(161s) In Situ Characterization of the Dynamic Emergence of Nanostructure and Transport Properties in Perfluorinated Sulfonic Acid Ionomer Thin Films

Katzenberg, A., New York University
Mukherjee, D., New York University
Okamoto, Y., New York University
Kusoglu, A., Berkeley Lab
Modestino, M., New York University
The need to increase power density in low-catalyst loading fuel cells has motivated the development of novel polymeric ionomers with high gas permeability for electrochemical catalyst layers, where the ionomer forms a nanometer-thick film around the catalyst and electrode material. An emerging class of ionomer incorporates high fractional free volume (FFV) monomers copolymerized with the perfluorinated sulfonic acid (PFSA) side chain common to traditional ionomers. Such ionomers phase separate into a hydrophobic and highly gas-permeable matrix and hydrophilic acid-rich domains, which provide pathways for ion transport. However, the bulky, asymmetric monomers which have shown promise for improving gas permeability also result in a stiff matrix with chemical and mechanical properties that diverge significantly from those of common PFSA ionomers (e.g., Nafionâ„¢) with a rubbery and semi-crystalline polytetrafluoroethylene (PTFE) matrix.
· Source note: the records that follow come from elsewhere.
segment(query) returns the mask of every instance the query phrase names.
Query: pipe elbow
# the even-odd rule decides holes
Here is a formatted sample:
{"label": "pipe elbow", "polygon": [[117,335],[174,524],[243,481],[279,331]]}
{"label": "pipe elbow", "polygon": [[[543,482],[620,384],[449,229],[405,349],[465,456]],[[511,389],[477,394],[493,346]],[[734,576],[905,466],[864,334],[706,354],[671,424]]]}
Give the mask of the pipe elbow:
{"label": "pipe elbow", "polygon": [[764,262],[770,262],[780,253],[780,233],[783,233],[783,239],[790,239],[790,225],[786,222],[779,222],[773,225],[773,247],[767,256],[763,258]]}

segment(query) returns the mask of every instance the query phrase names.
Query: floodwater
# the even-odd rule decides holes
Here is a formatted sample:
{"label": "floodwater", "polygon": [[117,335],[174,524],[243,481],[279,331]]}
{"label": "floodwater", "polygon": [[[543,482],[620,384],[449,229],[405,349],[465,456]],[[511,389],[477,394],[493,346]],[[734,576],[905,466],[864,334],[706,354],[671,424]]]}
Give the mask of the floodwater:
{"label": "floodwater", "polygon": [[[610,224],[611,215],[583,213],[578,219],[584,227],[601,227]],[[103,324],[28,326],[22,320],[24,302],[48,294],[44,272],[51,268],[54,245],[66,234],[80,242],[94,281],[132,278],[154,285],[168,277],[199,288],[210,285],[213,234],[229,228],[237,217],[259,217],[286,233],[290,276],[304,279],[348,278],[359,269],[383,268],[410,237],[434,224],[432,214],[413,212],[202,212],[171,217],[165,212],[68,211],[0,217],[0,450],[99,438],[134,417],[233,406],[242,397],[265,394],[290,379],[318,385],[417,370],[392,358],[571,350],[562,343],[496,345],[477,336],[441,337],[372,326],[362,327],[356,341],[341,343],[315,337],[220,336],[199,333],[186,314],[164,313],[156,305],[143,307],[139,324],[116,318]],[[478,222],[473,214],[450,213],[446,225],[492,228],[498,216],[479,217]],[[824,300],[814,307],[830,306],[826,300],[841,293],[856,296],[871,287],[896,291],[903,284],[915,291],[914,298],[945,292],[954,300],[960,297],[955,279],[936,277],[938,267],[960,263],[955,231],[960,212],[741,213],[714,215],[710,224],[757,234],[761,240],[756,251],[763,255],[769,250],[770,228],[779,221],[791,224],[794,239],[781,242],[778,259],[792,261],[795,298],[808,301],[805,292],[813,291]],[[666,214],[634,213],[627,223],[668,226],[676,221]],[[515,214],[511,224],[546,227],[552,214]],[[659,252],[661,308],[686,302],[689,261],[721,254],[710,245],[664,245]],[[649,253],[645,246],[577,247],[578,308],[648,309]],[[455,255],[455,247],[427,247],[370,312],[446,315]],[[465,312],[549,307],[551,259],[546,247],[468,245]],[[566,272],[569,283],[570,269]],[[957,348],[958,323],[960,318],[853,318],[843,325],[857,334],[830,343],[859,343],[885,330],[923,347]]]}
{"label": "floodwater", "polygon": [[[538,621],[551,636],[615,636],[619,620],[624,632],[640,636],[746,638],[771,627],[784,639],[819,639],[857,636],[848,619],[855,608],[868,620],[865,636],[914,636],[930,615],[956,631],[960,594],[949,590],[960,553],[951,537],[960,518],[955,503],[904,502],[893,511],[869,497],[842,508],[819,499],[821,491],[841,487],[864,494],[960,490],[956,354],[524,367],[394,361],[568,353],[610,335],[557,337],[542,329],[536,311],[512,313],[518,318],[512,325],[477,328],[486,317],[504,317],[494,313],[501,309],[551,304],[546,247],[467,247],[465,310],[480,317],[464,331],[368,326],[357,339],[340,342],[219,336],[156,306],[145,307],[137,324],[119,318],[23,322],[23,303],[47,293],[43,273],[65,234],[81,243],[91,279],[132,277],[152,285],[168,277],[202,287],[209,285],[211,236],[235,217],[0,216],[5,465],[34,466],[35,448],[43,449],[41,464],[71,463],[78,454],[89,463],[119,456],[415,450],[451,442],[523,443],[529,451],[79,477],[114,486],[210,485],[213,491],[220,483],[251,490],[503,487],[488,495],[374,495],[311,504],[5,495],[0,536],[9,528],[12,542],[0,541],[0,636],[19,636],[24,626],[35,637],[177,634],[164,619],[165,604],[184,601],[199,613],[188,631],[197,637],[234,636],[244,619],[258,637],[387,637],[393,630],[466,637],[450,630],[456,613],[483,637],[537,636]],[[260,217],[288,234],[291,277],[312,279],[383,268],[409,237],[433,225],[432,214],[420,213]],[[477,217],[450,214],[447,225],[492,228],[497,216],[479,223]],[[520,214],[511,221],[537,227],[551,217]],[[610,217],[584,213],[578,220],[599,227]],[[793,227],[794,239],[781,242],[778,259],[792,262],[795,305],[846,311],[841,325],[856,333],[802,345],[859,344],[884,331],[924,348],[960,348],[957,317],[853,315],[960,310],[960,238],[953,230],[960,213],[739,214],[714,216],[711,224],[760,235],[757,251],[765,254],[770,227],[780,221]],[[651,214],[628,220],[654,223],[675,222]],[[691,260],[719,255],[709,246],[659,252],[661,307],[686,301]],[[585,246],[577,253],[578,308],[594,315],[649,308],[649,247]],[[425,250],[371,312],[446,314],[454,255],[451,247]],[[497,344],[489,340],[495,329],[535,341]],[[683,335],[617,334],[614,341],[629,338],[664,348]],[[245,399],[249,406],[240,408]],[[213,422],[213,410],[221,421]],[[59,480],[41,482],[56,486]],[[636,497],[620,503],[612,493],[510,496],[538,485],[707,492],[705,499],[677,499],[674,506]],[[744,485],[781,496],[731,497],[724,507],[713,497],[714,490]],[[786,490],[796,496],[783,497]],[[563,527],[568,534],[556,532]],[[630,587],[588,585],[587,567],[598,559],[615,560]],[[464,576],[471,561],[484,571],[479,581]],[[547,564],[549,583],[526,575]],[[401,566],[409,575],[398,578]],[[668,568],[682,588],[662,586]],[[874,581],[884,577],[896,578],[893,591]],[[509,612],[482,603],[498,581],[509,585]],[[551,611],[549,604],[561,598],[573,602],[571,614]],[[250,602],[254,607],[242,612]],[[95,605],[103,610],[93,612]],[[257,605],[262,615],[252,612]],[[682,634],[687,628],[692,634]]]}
In this study, we compare dynamic humidity-driven processes in Nafion and perfluorodioxolane-based ionomer thin-films with varied matrix mass fractions to gain fundamental insights into the dynamic emergence of transport processes and nanostructure in ionomers. Through in situ water uptake measurements, we demonstrate decoupled effects of the mass fraction and chemical structure of the matrix on water sorption rates. The Fickian mass-transport swelling rate of Nafion was around 50% higher than in dioxolane-containing ionomers and was independent of the matrix mass fraction. Non-Fickian polymer relaxation rate was sensitive to both type and fraction of the matrix, increasing by 22% across the range of dioxolane fractions studied and by another 100% in Nafion. These effects are attributed to reduction of segmental mobility of the hydrophobic matrix upon incorporation of dioxolane groups. The polymer relaxation is shown to correlate to changes in ionomer conductivity and nanostructure, revealed through in situ Grazing-Incidence Small Angle X-ray Scattering (GISAXS) measurements, showing that initial water sorption is associated with rapid ionomer domain swelling while the polymer relaxation corresponds to a slower ordering these domains. These unique structure-performance relationships revealed by polymer dynamics studies can help guide the design of novel high-performing ionomers.